The Stoxx 600's auto and parts subindex led the index lower Thursday, with a drop of 1.1%. European car companies Peugeot, Daimler and Porsche all fell more than 1.8%, largely erasing gains made in the previous session on the news of the delayed tariff decision.
In Asia, Japan's Nikkei fell 0.6% and shares on Korea's Kospi dropped 1.2%. Indexes in mainland China and Hong Kong made modest gains after paring earlier losses.
In the U.S., futures pointed to opening drops of 0.3% for both the S&P 500 and the Dow Jones Industrial Average.
Even without the U.S.-China trade dispute, global growth was facing a range of headwinds, according to strategists at UBS in a note Thursday.
"Chinese fiscal stimulus is likely to have peaked, unless the U.S. actually does impose higher tariffs on Chinese exports. Future tariffs on EU autos are expected to be levied, and we are now more cognizant of downside risk here given volatility around U.S.-China trade negotiations, " the strategists wrote.
Apparent progress from the trade negotiations between the U.S. and China had prompted a period of relative calm for global markets this year, following a sharp bout of volatility at the end of 2018.
But a recent escalation of tensions between Beijing and Washington has taken investors largely by surprise, and markets have become highly sensitive to Mr. Trump's frequently changing messages on trade, said Jasper Lawler, Head of Research at London Capital Group.

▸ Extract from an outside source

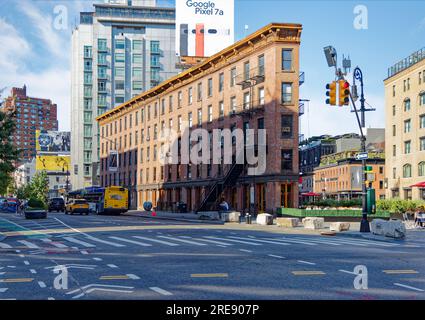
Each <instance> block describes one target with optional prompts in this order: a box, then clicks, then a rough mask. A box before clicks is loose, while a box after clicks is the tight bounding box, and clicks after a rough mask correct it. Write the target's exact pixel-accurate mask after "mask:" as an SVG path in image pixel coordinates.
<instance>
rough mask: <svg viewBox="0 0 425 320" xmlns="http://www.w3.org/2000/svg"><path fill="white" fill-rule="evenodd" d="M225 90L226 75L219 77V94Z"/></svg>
mask: <svg viewBox="0 0 425 320" xmlns="http://www.w3.org/2000/svg"><path fill="white" fill-rule="evenodd" d="M223 89H224V73H220V74H219V75H218V92H222V91H223Z"/></svg>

Mr. Trump's comments are "almost single-handedly driving the markets right now," he said. "The President's almost haphazard approach, of sounding optimistic over trade talks before turning confrontational--that is creating high levels of uncertainty and volatility."
The WSJ Dollar Index, which measures the dollar against a basket of currencies, was flat.
Brent crude oil, the global benchmark, was up 0.4% at $72.04 a barrel. Gold was up slightly at $1,298.05 a troy ounce.